“The gene, cell, tissue, organ, organ-system pathway is a neuroscientifically established link between sensory input and behavior. Marts and Resnick (2007) stress the importance of this pathway in the context of a systems biology approach to pharmacogenomics.” (Kohl, 2012)

“Naftolin (1981) stressed its importance to the understanding of sex differences. This pathway is sensitive to conditioning. Sensory input from an organism’s environment activates and reactivates the pathway and causes changes in hormone secretion that condition hormone-driven behavior.” (Kohl, 2012)

See the full tutorial on Pharmacogenomics here

Nutrient-dependent RNA-directed DNA methylation links altenative splicings of pre-mRNA from ecological variation to ecological adaptations in species from microbes to man via conserved molecular mechanisms. See Diamond, Binstock, and Kohl (1996), especially our section on Molecular epigenetics. Our focus was on the gonadotropin releasing hormone (GnRH) neuronal system of mammals because it links what is known about sex differences in cell type differentiation from yeasts to primates. However, the molecular epigenetics of cell type differentiation link genetic networks and metabolic networks to all cell type differences in all individuals of all organisms.

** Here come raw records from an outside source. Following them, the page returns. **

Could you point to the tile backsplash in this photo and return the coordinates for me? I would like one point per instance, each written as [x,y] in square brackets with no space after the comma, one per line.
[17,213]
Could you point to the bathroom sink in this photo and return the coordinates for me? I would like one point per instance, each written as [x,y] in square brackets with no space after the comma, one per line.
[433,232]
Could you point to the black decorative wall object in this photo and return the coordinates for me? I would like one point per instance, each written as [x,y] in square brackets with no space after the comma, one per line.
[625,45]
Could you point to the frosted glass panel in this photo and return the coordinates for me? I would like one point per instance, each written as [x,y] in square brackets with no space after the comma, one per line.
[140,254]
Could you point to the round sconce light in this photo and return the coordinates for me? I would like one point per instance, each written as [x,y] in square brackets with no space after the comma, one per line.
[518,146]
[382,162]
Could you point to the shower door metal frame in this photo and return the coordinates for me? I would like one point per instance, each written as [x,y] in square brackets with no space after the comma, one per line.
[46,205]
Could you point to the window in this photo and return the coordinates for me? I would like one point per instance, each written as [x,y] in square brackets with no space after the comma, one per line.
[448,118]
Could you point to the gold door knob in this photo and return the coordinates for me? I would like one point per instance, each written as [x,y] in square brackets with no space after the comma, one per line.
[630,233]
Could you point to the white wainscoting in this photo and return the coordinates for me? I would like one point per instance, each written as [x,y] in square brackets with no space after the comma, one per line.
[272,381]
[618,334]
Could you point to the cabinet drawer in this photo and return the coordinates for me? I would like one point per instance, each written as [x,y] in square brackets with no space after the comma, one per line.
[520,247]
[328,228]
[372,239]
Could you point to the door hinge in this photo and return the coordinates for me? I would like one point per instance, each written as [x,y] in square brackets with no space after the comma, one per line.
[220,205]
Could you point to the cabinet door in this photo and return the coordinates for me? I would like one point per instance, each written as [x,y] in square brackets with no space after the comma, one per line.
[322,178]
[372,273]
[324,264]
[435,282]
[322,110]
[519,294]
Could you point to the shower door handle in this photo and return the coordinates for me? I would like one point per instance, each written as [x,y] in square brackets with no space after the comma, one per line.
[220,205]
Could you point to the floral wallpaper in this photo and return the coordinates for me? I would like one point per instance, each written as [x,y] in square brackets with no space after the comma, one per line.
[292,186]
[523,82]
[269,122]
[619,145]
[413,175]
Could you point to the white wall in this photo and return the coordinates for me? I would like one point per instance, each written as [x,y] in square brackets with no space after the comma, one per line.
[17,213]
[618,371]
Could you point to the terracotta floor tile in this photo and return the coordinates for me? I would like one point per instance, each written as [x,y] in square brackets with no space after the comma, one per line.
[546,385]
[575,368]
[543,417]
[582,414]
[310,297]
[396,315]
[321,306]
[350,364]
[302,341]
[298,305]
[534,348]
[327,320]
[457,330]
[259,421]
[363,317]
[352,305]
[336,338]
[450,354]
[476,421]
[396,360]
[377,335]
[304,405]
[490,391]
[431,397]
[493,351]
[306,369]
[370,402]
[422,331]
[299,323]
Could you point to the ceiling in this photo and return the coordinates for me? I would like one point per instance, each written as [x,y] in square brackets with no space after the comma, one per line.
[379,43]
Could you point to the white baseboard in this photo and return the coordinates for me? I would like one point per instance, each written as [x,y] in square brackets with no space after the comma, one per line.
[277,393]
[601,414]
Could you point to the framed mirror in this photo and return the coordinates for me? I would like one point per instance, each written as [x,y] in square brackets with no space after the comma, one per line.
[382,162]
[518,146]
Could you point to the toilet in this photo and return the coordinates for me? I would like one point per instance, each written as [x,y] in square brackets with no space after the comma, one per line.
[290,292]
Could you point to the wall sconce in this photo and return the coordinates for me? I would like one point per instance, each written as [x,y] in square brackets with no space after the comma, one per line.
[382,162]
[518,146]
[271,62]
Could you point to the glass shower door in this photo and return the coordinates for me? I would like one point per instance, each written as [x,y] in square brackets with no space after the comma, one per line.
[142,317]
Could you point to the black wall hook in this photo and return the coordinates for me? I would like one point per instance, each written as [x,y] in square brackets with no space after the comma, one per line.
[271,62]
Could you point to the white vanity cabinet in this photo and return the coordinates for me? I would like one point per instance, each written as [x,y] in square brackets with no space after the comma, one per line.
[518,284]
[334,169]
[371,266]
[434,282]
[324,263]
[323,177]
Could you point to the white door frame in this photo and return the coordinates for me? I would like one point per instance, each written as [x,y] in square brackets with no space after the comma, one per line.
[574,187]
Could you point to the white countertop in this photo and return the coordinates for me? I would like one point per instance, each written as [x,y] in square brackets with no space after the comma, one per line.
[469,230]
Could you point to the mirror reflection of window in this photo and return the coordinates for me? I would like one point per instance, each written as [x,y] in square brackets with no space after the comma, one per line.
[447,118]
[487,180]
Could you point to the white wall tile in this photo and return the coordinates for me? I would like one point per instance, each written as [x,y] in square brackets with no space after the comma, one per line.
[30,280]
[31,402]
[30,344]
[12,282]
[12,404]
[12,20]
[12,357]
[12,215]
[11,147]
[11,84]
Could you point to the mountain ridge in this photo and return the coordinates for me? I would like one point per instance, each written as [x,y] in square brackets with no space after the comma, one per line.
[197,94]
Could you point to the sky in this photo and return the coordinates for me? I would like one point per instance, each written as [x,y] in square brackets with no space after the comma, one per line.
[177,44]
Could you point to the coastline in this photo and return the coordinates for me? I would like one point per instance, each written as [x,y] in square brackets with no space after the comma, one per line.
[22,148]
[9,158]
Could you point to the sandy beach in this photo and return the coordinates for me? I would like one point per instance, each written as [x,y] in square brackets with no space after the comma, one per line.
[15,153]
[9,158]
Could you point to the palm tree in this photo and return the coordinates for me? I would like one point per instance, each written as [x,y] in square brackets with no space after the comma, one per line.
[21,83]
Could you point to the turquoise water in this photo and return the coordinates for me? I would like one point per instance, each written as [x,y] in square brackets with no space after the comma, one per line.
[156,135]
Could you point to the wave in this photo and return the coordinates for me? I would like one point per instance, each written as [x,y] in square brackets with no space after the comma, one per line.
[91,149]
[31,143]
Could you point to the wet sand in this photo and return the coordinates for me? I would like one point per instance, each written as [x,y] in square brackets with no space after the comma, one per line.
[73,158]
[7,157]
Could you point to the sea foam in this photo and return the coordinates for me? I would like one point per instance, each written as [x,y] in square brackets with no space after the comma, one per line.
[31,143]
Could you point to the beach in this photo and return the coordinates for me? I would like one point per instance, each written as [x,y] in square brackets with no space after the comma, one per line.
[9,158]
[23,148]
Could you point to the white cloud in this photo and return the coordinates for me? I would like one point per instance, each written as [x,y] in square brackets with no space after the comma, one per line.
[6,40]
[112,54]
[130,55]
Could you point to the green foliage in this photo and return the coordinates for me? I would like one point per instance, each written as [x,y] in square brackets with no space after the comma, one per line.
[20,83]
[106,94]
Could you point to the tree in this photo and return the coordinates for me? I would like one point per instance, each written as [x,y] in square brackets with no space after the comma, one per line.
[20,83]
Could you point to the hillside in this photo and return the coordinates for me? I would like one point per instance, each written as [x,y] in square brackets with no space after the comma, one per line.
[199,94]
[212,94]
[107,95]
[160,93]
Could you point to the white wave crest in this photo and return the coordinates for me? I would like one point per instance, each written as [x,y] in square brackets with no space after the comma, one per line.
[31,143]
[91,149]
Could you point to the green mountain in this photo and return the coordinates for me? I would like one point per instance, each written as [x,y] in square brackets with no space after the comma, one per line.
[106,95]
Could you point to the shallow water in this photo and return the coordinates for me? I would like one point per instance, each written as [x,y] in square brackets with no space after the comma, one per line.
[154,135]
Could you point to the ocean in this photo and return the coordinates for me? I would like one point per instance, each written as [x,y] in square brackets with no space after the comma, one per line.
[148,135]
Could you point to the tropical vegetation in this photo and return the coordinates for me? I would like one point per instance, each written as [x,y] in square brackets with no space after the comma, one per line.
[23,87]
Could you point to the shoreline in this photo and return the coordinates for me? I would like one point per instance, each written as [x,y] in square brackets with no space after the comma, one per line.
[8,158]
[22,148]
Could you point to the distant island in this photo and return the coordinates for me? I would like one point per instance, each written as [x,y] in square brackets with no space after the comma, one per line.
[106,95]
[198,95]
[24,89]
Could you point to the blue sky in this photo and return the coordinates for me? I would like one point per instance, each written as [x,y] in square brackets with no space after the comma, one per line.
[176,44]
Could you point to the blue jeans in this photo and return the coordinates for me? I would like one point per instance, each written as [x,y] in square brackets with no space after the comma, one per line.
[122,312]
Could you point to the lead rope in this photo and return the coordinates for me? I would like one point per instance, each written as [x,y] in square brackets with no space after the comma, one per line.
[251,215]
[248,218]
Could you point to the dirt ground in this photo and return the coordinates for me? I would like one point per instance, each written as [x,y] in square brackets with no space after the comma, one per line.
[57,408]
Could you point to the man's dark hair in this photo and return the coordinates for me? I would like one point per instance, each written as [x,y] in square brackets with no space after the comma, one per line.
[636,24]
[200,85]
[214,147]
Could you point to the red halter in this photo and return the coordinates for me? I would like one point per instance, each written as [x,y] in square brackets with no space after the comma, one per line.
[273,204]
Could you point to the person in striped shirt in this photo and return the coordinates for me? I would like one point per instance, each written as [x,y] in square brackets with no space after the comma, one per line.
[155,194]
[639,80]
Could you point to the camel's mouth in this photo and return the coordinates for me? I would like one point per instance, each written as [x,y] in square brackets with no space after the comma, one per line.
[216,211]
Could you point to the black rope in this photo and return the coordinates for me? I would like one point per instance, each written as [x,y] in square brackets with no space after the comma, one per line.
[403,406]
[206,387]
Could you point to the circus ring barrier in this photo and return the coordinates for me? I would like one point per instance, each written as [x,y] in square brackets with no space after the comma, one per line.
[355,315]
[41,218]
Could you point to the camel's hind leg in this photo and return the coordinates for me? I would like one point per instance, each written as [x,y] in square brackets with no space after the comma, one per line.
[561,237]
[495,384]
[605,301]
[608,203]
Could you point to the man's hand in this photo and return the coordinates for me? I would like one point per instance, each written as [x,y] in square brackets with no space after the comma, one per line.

See also: Prenatal Ethanol Exposure Disrupts Intraneocortical Circuitry, Cortical Gene Expression, and Behavior in a Mouse Model of FASD

“Changes in gene expression reported in this study may be caused by altered DNA methylation, an epigenetic modification that cells use to mediate gene expression (Moore et al., 2013), cell differentiation, and embryonic development (Monk et al., 1987; Feng and Fan, 2009)…. Methyltransferase activity can be modified by exposure to ethanol; chronic exposure to ethanol is associated with reduced DNMT3B mRNA expression and hypermethylation in adults (Bönsch et al., 2006). Embryonic exposure to ethanol has been shown to alter DNA methylation patterns at neurulation, with increased methylation of genes on chromosome 10 and X correlating with an increase in neural tube defects (Liu et al., 2009). Furthermore, ethanol exposure impacts methyl donors (Mason and Choi, 2005), highlighting a possible mechanism by which ethanol, through methylation, can drive downstream epigenetic modifications and alter gene expression, as we have seen in this study (Haycock, 2009).”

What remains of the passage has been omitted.